A few days ago, Microsoft Research (MSR) announced Trinity, a graph database that is powering some important initiatives within Microsoft such as Probase. This is the second serious initiative of MSR in the NOSQL space. Last year, MSR released a map reduce engine under the code name Dryad which is now available as part of MSDN Dev Labs.
Regardless of whether Trinity becomes an official Microsoft product or not, this announcement is a testimony to the emerging influence of NOSQL databases for both on-premise and cloud solutions. There are many explanations to the increasing popularity of the NOSQL approach but, essentially, they all boil down to the fact that the world needs new alternatives for storing and indexing the increasingly amounts of semi-structured and unstructured data.
We can’t keep thinking to model the entire world with rows and columns.
We can definitely find alternatives to store unstructured data with relational databases, but we, most of the time, we end up paying a price in terms of complexity and, to some extent, scalability.
As many other evolutionary approaches in the software development industry in recent few years, NOSQL databases have found a home within the open source community but (understandably so) have experience some resistance from the big relational DB vendors such as Microsoft, Oracle or IBM. Despite that, the adoptions of NOSQL databases have been growing exponentially even within big enterprise companies. To cite a recent example, last December the US Federal Government publicly announced its commitment to Apache Cassandra for real time analytics.
Types of NOSQL Databases
When thinking on adopting NOSQL databases, we should be aware that they vary depending on the aspects such as the storage model, APIs and consistency model.
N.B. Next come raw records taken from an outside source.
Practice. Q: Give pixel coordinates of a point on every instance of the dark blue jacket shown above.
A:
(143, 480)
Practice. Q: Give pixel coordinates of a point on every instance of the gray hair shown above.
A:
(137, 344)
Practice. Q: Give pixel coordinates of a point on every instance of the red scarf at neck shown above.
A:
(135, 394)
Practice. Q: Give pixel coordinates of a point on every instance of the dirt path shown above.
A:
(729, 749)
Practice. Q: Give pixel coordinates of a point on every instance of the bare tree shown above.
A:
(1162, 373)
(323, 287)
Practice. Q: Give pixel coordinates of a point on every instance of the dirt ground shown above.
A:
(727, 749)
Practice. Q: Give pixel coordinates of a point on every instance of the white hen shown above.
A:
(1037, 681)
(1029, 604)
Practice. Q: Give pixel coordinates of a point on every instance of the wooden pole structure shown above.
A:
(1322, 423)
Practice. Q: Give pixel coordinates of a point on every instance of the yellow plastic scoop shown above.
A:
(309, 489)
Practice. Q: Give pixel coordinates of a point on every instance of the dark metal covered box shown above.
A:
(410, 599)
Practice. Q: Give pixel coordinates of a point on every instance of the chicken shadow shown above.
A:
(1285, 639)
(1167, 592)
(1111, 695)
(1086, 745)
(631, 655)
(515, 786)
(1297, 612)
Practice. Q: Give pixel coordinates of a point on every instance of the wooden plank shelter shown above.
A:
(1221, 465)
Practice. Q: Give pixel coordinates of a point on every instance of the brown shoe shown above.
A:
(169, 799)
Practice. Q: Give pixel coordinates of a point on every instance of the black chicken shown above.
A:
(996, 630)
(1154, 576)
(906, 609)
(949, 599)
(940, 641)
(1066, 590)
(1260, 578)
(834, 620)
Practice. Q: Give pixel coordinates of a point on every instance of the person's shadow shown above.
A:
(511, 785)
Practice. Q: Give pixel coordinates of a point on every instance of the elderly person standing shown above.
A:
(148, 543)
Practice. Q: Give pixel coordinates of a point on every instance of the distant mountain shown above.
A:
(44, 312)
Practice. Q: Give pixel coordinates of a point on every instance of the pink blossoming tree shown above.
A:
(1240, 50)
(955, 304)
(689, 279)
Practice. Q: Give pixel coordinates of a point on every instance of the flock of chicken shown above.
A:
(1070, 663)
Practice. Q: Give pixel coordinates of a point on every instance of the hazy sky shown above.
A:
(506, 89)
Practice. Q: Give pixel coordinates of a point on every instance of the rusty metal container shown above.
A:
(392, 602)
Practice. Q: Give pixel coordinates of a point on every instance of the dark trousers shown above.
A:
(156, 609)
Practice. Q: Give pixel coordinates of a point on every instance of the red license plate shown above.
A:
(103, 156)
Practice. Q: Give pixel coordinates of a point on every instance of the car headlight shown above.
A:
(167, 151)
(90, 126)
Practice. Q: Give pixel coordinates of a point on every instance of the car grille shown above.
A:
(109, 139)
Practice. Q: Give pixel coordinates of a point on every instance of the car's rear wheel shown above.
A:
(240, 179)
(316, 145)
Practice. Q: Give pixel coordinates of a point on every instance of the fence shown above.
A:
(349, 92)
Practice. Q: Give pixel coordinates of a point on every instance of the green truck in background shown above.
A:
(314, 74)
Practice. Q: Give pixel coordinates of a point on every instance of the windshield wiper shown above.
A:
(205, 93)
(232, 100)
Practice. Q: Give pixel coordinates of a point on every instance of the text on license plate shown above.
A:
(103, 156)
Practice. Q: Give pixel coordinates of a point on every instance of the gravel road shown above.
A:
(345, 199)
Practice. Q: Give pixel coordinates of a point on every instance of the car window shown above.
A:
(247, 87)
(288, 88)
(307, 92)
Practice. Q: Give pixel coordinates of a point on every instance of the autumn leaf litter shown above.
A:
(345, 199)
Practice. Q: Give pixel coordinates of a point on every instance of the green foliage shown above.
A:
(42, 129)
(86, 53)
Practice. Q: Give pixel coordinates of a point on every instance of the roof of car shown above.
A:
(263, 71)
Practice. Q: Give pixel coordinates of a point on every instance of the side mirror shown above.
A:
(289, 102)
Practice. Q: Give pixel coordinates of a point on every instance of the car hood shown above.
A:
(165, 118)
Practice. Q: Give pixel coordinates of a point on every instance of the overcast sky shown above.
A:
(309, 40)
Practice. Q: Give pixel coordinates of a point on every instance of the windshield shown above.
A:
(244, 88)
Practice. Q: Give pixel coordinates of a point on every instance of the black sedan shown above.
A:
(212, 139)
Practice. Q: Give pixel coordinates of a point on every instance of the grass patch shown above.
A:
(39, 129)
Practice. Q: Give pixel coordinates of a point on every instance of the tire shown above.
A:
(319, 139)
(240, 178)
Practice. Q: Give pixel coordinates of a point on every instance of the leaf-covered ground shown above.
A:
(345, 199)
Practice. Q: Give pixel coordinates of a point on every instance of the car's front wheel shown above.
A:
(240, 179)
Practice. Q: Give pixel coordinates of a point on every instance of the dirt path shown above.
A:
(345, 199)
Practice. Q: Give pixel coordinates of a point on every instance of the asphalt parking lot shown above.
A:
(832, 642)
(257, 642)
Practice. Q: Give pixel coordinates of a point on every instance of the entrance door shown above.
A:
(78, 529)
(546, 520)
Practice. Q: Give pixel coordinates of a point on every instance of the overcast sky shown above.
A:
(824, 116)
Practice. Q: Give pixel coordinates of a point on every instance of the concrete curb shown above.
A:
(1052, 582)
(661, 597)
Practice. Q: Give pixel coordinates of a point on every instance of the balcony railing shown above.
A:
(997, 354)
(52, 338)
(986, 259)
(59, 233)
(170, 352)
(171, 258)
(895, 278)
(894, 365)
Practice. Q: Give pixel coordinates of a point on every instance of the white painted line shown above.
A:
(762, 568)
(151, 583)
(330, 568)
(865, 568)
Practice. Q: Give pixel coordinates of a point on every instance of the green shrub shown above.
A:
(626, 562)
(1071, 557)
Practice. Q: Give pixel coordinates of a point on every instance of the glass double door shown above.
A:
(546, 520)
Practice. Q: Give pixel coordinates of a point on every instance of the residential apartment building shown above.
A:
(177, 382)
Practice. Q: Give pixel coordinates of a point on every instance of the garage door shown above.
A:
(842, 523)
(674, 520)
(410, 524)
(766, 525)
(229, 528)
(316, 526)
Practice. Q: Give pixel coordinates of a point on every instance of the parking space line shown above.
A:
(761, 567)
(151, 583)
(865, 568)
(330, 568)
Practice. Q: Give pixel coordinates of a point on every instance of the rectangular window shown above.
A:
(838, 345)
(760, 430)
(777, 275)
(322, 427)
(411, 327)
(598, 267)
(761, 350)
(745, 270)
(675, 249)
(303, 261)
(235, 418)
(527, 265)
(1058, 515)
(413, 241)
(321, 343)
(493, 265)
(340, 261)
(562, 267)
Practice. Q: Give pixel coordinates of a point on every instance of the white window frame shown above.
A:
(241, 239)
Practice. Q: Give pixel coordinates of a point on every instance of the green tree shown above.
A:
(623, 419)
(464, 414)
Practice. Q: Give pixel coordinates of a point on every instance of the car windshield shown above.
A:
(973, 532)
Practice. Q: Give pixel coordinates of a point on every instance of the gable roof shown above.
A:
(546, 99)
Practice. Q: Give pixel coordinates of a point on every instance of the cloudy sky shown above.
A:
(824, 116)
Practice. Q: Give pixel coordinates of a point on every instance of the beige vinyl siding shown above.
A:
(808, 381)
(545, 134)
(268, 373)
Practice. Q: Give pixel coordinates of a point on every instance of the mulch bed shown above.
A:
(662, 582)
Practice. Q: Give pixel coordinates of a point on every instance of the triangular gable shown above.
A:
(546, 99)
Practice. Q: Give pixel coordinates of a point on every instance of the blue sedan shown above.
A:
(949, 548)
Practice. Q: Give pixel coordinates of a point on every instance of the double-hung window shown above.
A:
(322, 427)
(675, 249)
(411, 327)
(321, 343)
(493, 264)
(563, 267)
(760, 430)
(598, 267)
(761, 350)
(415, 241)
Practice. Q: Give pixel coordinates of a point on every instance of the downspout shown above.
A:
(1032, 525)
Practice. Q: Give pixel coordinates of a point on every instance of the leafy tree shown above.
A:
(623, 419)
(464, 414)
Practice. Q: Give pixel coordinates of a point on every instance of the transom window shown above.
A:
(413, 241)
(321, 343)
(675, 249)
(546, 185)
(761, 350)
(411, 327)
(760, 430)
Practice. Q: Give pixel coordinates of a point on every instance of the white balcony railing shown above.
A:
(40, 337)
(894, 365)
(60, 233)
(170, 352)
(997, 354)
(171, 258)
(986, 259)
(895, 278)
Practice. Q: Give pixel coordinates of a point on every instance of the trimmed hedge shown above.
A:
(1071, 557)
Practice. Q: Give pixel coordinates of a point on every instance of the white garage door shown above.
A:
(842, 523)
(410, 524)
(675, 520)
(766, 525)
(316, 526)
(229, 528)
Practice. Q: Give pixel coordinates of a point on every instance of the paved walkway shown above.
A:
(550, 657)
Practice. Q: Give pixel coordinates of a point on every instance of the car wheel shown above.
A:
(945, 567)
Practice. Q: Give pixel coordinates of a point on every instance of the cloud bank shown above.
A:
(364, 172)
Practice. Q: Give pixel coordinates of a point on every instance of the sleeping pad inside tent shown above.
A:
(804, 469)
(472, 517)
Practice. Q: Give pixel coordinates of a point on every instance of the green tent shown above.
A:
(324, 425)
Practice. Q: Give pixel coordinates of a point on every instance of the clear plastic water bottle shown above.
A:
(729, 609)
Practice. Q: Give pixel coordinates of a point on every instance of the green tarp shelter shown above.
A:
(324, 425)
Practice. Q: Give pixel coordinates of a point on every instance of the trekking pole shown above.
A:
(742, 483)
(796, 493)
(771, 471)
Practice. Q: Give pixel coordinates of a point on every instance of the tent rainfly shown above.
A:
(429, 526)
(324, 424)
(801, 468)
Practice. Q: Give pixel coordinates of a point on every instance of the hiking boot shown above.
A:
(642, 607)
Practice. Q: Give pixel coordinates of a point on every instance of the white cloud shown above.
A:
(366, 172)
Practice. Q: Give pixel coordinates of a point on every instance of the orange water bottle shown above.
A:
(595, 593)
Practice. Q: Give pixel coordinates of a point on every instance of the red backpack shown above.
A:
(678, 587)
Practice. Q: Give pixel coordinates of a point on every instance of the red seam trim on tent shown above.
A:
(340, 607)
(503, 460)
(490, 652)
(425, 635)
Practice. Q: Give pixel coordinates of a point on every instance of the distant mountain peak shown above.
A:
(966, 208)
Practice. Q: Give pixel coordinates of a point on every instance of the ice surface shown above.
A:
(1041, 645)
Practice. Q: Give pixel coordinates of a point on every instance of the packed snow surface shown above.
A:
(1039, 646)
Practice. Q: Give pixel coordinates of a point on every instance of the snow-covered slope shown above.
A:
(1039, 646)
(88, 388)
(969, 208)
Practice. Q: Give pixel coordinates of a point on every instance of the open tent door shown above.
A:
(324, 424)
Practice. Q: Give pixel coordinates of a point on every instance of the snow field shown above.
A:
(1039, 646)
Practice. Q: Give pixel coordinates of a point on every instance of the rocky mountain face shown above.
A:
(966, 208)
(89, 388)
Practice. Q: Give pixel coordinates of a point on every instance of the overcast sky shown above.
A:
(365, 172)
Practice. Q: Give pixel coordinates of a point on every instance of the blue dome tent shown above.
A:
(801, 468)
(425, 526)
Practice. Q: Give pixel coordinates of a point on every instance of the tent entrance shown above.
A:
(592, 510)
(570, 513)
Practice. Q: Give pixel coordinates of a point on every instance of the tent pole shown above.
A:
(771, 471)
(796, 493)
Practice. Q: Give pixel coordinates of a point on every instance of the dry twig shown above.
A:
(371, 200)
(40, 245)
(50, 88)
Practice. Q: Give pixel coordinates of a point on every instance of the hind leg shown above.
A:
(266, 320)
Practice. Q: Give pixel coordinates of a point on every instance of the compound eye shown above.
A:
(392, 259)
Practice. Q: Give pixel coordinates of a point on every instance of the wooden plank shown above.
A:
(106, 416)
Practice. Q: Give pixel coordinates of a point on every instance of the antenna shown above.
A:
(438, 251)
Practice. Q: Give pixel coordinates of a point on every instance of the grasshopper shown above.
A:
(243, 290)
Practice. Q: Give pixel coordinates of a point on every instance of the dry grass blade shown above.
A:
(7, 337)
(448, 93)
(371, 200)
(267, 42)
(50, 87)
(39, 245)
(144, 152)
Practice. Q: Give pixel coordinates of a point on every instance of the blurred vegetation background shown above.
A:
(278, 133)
Here is a list of some of the most popular models in the current market:
- Wide Column Store (Map-Reduce): This type of databases specializes on large data computation and batch processing. Some of the most notable technology on this space are : Hadoop, Cassandra and Dryad
- Document Stores: This type of databases are optimized to store semi-structure data in the form of documents encoded in formats like JSON, BSON, YAM, etc. Some of the top technologies on this space include MongoDB, CouchDB, RavenDB
- Key Value Stores: Key-value stores are schema-less data stores that allow the application to store its data. The data is usually stored in a data type of a programming language or an object. Thus, there is no need for a fixed data mode. Some great data stores on this space are Windows Server AppFabric Caching, MemcacheDB, Tokyo Cabinet.
- Eventually Consistent Key Value Stores: These type of databases evolve from the eventually consistent transaction model. Some technologies on this space are Project Voldemort and Amazon Dynamo
- Graph databases: These type of databases uses graph structures with nodes, edges, and properties to represent and store information. Some great technologies on this space include Neo4J, Infinite Graph, Microsoft Trinity
A more exhaustive list could be found here.
Can I use NOSQL databases in a .NET solution?
Not only can you but I would encourage you to start thinking about. Currently, there are many NOSQL databases that enable native .NET interface or interoperable APIs such as HTTP. MongoDB, CouchDB, RavenDB, Riak are some of the NOSQL databases that are becoming increasingly popular within .NET enterprise customers.
What about Windows Azure?
Azure enables a NOSQL database as a first class citizen in the form of the Table Service which allows to store large volumes of semi structured data (still modeled as rows and columns though). Additionally, it is possible to get a lot of the existing NOSQL databases working as Azure worker/web roles leveraging the Blob storage as the fundamental persistence infrastructure. When implementing the correct mechanism for partitioning and distributing the data within the Blob storage, this approach can be as efficient (if not sometimes more efficient) than relying on the Table Service. Additionally, you can enable a nice consistency between on-premise and cloud solution in the Windows Azure platform.
Nice theory! Have you done this before?
Absolutely! At Tellago, we are really passionate about adopting new technology trends that, we believe, can make a significant difference in our solutions for our customers. In that sense, last year we started adopting and evangelizing NOSQL technologies with our .NET customers. As a result, we have currently implemented and deployed several solutions that rely on NOSQL infrastructures for various Fortune 500 companies. I will be sharing a lot of the lessons we have learned on those implementations in future posts but I can tell you that we got to experience a lot of the benefits of NOSQL databases in terms of simplicity, agility and scalability. We also use NOSQL databases heavily as part of our work at Tellago Studios.